Le 1er février 2021, les armées turque et azerbaïdjanaise ont commencé des manœuvres militaires conjointes, cette fois à Kars, en Turquie, à quelques dizaines de kilomètres seulement de la frontière avec l'Arménie. D’une durée de dix jours au moins, ces manœuvres font suite à celles réalisées il y a quelques mois en Azerbaïdjan ; peu après, la guerre contre l’Artsakh se déclenchait…
Les parallèles entre ces deux exercices militaires sont inévitables, d’autant plus que le commandement turc n’a pas hésité de marquer les buts à atteindre… avec des noms de localités arméniennes. Une opération d’intimidation ? Un avertissement lancé non seulement à l’Arménie mais aussi à la Russie dont la base militaire est située à la frontière turco-arménienne ? Difficile de déchiffrer, mais une chose est sûre : ces manœuvres au pied d’Ararat, la montagne qui symbolise l’Arménie et le peuple arménien, sont une déclaration supplémentaire de la domination de la Turquie dans la région mais aussi en Europe, ce que cette dernière refuse de voir…
L’Arménie sort tout juste de la guerre de 44 jours, et les esprits sont encore sous le choc, car cette guerre a détruit non seulement les vies et les biens matériels, mais aussi et surtout la confiance en l’avenir, en la possibilité même de continuer sa vie en Arménie.

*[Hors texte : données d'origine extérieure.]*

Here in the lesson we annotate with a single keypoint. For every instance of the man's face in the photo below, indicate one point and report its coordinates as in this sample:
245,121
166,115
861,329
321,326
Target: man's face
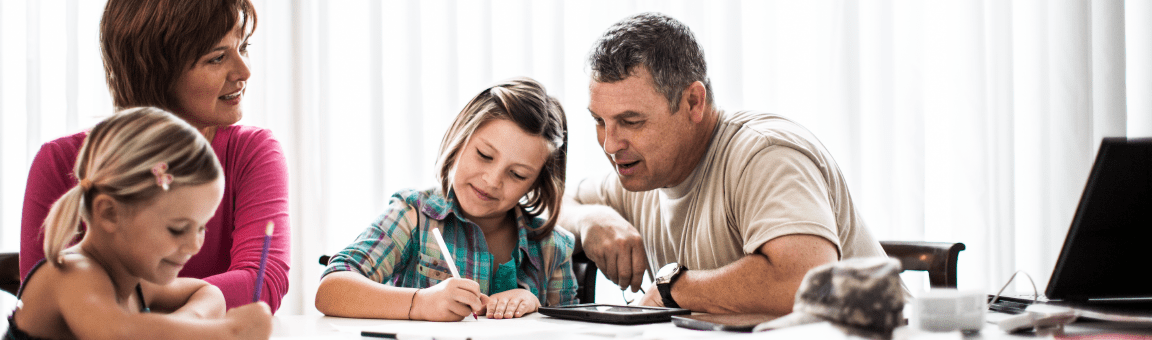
648,144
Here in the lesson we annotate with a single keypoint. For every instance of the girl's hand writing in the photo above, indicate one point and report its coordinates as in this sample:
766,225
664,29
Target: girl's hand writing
512,304
449,301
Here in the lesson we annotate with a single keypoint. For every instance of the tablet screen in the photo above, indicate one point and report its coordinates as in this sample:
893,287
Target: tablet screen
613,308
613,314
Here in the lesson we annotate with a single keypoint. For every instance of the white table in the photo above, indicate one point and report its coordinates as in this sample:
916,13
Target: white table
331,327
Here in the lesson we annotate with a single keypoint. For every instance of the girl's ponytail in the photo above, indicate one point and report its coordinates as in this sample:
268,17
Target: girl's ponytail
116,160
62,224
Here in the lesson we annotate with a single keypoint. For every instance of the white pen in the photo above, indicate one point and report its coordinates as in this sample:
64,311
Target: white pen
447,257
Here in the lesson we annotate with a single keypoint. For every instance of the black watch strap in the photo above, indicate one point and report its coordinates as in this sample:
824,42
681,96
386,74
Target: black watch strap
664,284
666,295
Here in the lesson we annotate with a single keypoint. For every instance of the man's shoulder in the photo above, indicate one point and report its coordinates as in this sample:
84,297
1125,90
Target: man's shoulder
764,127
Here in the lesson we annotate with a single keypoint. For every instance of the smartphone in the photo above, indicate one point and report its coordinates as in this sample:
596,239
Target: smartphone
722,322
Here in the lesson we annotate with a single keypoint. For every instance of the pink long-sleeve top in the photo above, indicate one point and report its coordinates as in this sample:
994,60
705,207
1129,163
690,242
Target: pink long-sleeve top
256,191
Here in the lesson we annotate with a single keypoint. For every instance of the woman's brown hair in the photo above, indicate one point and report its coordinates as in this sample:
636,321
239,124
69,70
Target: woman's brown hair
525,103
149,44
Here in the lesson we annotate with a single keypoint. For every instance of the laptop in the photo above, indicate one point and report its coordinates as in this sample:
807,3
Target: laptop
1107,255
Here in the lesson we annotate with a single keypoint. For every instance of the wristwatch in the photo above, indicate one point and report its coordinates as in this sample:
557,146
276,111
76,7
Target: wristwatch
664,280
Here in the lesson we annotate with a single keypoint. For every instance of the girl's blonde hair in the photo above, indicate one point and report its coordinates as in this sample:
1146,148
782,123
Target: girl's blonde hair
118,158
525,103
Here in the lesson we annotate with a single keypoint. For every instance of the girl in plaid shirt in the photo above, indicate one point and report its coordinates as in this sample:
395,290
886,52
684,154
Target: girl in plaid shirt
501,167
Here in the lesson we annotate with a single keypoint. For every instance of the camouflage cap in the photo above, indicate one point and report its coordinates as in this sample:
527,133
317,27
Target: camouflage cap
863,293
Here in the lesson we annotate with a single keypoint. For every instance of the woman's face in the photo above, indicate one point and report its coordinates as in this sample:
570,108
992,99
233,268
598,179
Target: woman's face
495,168
160,238
209,93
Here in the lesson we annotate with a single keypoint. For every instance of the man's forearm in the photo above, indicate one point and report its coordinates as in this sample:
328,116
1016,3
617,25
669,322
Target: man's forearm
763,282
749,285
576,217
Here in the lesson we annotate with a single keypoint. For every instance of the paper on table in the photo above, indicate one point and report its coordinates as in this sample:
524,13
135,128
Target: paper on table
483,329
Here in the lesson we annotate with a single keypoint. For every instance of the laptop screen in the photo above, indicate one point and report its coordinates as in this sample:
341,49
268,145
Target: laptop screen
1108,248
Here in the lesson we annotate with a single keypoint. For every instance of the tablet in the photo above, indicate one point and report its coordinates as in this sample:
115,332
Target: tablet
612,314
722,322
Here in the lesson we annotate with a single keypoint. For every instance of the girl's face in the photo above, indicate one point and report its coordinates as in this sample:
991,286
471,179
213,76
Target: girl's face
497,167
209,93
158,239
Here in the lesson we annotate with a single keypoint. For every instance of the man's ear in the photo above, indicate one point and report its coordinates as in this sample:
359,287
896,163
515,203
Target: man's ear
695,99
106,213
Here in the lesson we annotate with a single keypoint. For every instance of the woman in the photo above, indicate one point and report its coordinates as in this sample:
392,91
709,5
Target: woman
188,58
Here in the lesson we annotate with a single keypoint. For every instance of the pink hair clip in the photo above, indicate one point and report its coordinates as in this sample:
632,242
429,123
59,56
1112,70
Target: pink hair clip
163,179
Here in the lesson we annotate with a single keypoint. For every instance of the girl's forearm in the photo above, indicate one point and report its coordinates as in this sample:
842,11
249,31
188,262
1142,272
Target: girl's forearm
349,294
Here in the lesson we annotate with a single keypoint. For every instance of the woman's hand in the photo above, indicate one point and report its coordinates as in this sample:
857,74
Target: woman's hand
252,320
512,304
452,300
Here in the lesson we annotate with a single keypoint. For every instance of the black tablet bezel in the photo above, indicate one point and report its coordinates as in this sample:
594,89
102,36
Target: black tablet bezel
650,315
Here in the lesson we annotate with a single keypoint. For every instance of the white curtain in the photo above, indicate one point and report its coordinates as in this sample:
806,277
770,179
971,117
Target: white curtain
961,121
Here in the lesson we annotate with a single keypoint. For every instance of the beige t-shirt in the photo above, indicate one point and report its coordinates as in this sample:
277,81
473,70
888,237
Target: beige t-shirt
763,176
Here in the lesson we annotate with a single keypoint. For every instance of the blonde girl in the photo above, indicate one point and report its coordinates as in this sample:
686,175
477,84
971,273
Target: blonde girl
149,182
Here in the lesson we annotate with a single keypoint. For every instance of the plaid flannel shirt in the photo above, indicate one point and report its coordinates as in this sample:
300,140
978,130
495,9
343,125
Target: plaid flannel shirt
400,250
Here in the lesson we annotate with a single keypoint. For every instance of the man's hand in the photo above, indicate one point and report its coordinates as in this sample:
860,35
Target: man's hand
616,249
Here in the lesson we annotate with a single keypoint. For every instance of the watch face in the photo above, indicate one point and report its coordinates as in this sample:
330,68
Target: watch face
667,270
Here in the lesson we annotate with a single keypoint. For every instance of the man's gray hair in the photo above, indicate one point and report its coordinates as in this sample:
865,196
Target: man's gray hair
662,44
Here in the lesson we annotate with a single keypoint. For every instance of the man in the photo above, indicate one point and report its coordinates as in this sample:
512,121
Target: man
734,206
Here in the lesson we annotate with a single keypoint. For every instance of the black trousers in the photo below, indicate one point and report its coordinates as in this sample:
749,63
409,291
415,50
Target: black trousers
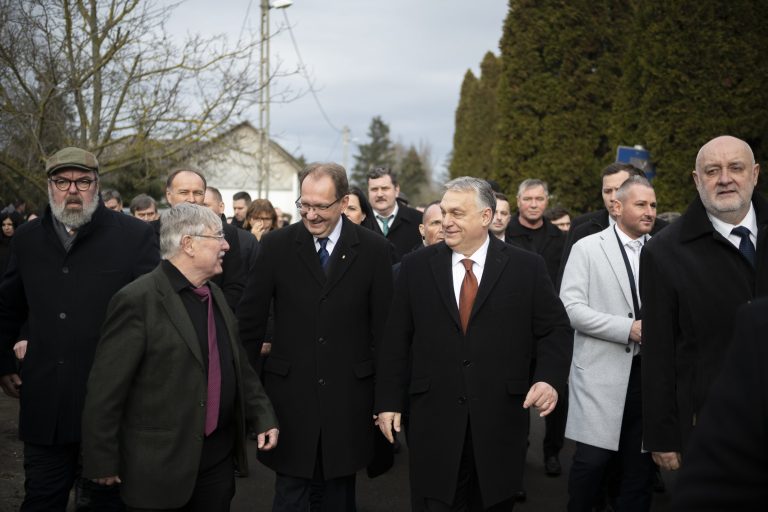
213,492
316,494
590,462
51,471
467,498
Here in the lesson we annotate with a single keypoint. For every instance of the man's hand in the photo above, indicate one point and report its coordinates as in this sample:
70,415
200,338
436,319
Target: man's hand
667,460
387,421
108,480
543,397
11,384
20,349
267,440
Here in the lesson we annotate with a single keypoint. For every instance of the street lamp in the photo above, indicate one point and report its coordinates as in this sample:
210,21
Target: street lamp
264,163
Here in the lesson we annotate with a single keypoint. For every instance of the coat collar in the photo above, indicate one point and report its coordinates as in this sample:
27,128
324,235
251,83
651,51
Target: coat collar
610,246
177,313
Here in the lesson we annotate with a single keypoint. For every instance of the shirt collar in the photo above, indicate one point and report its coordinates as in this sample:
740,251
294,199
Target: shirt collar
478,257
391,215
749,221
626,239
335,234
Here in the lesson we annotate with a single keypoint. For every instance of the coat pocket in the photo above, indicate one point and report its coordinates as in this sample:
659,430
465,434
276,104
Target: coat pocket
419,386
277,366
517,386
363,369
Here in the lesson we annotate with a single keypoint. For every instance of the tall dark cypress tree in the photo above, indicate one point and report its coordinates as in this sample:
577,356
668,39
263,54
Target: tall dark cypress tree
560,67
474,134
696,70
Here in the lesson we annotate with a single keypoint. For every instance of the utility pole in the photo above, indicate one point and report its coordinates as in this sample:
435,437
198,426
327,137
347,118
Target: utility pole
264,103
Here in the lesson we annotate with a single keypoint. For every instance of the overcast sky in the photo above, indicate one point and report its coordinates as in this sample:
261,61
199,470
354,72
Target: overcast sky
403,60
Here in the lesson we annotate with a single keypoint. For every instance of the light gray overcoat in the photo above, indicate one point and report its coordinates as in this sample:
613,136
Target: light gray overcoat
598,299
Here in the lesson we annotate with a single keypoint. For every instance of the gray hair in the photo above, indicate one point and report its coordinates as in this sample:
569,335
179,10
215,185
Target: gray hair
481,188
530,183
632,181
184,219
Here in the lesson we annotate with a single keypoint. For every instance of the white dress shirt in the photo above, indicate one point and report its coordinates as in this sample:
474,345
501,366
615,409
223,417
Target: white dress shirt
478,263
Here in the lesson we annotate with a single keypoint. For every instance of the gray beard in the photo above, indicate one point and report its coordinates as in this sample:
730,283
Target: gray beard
70,218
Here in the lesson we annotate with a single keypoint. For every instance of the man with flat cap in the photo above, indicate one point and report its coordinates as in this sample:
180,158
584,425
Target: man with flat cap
63,270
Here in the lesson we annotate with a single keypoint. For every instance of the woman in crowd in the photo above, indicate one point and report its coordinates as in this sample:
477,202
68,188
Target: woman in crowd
358,210
260,218
9,225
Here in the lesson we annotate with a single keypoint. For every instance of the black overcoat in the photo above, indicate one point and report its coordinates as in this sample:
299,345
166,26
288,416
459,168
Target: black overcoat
404,232
62,297
692,281
319,375
481,377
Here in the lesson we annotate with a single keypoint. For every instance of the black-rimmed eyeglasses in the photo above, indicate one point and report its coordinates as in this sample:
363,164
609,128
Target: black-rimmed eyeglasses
63,184
306,208
218,236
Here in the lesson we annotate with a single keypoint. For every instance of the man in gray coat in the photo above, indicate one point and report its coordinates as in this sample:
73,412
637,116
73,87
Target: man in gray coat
600,294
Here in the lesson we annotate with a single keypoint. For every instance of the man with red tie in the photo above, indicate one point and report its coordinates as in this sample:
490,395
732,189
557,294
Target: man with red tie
467,317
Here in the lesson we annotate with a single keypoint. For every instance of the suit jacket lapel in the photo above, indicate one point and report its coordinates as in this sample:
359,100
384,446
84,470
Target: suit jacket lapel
495,261
343,254
305,247
616,261
177,314
441,270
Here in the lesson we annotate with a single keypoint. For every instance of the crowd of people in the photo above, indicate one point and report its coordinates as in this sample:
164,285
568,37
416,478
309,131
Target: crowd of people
141,372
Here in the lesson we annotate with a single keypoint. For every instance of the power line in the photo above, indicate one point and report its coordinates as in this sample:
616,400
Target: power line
303,72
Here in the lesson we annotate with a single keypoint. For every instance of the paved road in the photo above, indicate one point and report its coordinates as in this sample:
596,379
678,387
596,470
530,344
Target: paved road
387,493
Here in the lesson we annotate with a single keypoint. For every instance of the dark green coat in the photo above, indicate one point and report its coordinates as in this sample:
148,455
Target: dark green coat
144,414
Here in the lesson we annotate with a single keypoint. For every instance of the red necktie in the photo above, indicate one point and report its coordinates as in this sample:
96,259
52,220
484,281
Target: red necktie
214,365
467,294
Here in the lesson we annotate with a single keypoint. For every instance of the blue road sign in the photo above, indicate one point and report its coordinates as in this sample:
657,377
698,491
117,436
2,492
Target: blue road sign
637,156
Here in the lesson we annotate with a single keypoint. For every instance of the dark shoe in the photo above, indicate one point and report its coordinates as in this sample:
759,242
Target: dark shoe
552,466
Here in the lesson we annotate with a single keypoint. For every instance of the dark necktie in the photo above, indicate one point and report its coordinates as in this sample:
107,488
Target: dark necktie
467,294
384,224
745,246
323,252
214,365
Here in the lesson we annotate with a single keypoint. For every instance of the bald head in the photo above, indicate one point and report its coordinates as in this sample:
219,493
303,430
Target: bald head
725,177
724,143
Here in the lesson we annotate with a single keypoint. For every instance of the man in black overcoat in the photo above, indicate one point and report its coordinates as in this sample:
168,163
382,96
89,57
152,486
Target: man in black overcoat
331,283
464,362
694,275
64,269
397,222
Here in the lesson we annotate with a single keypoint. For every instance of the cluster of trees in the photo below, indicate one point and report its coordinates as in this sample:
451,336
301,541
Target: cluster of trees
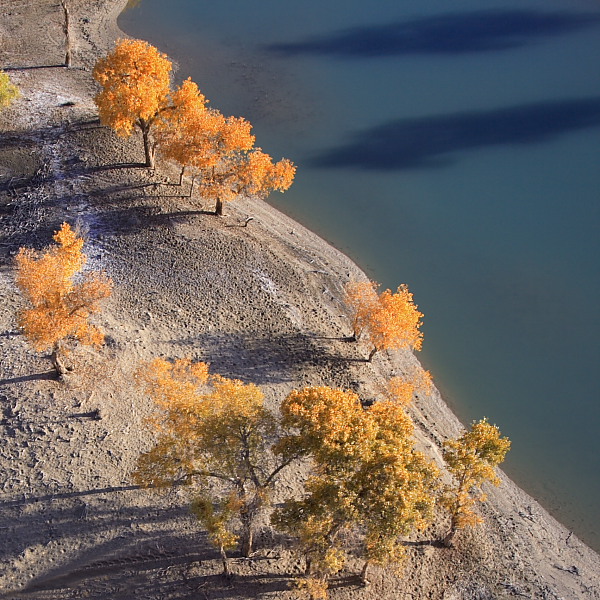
368,483
177,123
367,478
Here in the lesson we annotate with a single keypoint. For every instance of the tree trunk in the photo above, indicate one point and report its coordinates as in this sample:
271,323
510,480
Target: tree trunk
148,151
308,566
372,354
57,363
225,562
67,31
247,535
448,541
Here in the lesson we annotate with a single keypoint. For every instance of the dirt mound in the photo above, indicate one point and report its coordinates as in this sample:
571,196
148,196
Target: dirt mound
261,302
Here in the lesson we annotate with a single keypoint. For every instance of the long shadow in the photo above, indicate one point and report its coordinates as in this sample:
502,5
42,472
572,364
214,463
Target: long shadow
453,33
48,376
266,358
63,495
123,556
429,142
33,67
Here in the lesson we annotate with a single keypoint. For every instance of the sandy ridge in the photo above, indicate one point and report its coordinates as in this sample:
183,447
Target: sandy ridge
262,303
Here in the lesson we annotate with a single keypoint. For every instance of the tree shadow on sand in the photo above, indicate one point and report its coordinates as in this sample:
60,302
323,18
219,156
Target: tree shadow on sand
263,357
446,34
144,552
430,142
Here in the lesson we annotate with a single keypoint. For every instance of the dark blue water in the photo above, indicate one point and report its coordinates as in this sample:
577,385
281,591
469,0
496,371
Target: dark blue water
454,149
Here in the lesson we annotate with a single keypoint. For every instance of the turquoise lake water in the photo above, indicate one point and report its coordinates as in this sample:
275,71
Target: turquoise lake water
454,149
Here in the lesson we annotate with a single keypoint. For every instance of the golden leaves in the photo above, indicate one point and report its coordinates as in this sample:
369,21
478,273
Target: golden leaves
135,80
60,307
391,320
472,460
136,91
366,471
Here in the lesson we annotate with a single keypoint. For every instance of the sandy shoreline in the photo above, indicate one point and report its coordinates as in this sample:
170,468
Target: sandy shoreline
262,303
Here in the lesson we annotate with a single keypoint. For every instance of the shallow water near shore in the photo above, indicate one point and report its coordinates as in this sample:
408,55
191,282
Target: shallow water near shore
455,150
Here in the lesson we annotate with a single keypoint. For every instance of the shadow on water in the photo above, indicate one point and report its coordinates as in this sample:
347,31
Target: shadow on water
455,33
428,142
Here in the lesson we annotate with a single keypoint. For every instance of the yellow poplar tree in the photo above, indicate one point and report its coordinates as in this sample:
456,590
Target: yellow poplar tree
135,80
59,306
215,433
472,460
199,137
367,477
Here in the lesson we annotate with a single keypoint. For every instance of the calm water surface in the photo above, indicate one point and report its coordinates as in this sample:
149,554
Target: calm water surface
455,150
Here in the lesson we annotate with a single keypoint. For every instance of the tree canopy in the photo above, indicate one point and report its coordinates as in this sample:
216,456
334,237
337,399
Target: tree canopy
472,460
59,306
215,433
367,477
390,320
136,86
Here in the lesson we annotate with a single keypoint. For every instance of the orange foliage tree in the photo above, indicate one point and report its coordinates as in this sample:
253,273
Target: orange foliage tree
391,320
367,478
60,307
135,80
472,459
220,150
215,433
136,92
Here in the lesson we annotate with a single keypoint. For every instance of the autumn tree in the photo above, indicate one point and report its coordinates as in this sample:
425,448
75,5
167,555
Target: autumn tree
219,150
472,460
216,434
198,137
61,299
367,478
8,91
390,320
136,86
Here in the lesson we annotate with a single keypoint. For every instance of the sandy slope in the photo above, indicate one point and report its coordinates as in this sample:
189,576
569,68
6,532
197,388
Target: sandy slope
261,303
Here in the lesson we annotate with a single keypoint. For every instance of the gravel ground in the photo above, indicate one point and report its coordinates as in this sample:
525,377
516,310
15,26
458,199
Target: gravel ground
261,302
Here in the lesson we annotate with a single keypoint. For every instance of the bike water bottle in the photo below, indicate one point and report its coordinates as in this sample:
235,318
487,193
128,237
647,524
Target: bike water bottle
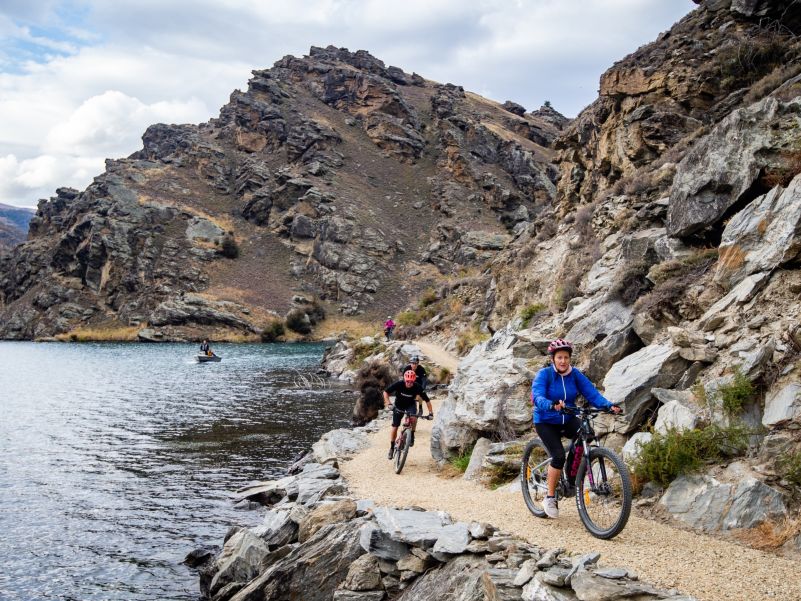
577,454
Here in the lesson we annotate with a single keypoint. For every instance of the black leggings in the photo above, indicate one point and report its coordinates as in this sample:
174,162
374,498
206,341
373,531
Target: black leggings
551,436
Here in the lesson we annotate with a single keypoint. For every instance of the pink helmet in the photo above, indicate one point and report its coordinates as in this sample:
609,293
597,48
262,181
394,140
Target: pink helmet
560,345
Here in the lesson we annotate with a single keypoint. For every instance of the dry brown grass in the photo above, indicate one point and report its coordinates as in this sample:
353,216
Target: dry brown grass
101,334
335,326
769,536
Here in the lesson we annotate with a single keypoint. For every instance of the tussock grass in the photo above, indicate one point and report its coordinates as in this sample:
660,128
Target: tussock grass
101,334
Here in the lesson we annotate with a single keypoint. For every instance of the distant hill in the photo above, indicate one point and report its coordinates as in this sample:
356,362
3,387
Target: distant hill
13,225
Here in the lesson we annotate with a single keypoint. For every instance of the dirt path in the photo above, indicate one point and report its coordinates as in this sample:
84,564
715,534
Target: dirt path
705,567
438,355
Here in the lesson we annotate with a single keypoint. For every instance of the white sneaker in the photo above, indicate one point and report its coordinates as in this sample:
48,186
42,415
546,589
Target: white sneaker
551,507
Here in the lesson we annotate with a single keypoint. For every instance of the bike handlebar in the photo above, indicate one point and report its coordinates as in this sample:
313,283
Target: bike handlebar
409,413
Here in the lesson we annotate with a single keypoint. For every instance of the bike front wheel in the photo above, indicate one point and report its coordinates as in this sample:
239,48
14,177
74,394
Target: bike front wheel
534,476
603,493
402,451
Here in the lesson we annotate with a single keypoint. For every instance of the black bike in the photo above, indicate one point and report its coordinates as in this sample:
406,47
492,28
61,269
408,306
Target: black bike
596,476
404,439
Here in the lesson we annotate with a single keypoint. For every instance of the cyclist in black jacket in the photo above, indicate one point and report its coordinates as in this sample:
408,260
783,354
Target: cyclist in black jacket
406,392
419,371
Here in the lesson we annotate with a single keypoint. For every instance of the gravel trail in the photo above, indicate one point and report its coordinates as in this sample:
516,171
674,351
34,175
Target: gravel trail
708,568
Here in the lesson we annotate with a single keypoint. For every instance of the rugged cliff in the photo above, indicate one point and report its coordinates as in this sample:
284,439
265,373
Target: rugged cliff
332,176
671,258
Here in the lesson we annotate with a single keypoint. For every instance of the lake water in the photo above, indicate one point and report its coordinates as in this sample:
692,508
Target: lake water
116,460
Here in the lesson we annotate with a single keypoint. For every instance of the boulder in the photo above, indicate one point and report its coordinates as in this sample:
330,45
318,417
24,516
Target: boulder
490,389
239,561
630,380
762,236
782,404
323,560
420,528
363,574
710,505
611,350
326,513
604,319
743,292
477,458
674,415
338,444
723,166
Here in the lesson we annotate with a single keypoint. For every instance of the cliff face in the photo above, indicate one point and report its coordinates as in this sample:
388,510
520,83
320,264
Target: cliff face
670,257
13,226
333,175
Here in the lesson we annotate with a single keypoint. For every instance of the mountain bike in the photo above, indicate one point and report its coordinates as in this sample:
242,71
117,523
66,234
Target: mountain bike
404,439
596,476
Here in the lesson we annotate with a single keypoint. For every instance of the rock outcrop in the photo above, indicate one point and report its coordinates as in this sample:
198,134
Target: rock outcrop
303,184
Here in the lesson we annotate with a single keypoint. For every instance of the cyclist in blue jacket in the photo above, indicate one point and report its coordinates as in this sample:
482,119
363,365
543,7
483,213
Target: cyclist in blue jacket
554,388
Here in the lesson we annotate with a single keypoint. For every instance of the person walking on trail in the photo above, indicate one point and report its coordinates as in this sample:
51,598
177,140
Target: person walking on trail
389,327
554,388
406,392
419,371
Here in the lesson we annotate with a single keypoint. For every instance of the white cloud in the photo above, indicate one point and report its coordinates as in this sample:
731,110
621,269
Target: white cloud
118,67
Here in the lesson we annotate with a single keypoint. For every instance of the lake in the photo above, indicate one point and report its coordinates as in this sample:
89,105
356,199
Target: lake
116,460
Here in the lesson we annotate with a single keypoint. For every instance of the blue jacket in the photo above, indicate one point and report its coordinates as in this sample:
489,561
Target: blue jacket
549,387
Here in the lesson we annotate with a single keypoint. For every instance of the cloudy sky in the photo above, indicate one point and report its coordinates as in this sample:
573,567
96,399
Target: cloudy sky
80,80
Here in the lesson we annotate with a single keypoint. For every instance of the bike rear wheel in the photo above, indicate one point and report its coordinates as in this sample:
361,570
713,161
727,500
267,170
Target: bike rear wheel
534,476
402,451
603,493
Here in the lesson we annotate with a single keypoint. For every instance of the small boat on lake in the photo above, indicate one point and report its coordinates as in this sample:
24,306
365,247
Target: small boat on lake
209,358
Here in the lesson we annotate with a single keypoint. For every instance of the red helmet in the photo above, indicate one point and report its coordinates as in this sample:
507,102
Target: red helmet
560,345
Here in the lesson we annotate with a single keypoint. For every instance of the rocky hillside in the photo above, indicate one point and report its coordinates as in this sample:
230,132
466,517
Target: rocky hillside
332,176
671,257
13,226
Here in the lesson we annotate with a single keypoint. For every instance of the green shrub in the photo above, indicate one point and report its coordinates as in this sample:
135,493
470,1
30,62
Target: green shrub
667,456
273,331
298,321
631,283
529,312
461,461
734,396
790,467
230,249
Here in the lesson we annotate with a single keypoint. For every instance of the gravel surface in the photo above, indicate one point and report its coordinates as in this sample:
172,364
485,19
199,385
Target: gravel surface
705,567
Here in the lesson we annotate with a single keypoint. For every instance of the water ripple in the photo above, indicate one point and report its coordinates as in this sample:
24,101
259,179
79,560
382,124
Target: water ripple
116,460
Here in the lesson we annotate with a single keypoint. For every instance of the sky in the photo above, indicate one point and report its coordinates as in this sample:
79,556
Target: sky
81,80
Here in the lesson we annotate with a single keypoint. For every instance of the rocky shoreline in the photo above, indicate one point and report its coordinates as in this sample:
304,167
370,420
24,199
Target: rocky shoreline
318,542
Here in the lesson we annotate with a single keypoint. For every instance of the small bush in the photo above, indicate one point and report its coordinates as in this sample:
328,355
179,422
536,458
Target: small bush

Ce manque de confiance transparaît notamment dans le fait que les billets d’avions vers Moscou, qui a ouvert l’entrée aux citoyens arméniens pour la durée d’un mois, se vendent comme des petits pains, et ceci malgré leur prix, de trois à dix fois supérieur à la normale. Cette fuite, ce désespoir, ce sont autant des « effets collatéraux » de la récente guerre qui s’est soldée par une rude capitulation de l’Arménie, une capitulation dont les conditions et les conséquences demeurent inexpliquées.
Aujourd'hui, la Turquie joue avec l’Arménie comme un chat joue avec une souris coincée entre ses pattes. Est-ce une façon d’exercer de la pression sur l’Arménie afin de la rendre encore plus docile dans l’acceptation des humiliations infligées par l’accord tripartite arméno-russo-azerbaïdjanais ? Récupérer encore plus de villages arméniens qui n’ont rien à voir avec le territoire d’Artsakh ? Démoraliser définitivement et faire fuir la population ? La réponse à toutes ces questions est clairement oui.
Que faire alors dans ce contexte ? Continuer de vivre et de travailler avec encore plus d’entrain, sans oublier une seconde la réalité géopolitique dans laquelle se trouve le pays. Continuer de renforcer l’économie, sciée jusqu’à la racine à la suite de la pandémie et de la guerre. Et surtout, continuer de venir s’installer en Arménie, car ce que ses voisins veulent, c’est un pays en bon état mais vide.
Plus que jamais, c’est à la diaspora de se mobiliser pour préserver ce morceau de terre qui reste de l’Arménie historique, au lieu de pleurer « la grande Arménie » perdue. Sous peine de rejoindre le destin des autres peuples anciens, tels les Assyriens, dispersés dans le monde et coupés définitivement de leur berceau.
Plus que jamais, c’est le moment de vivre en Arménie. Et d'agir pour l'Arménie.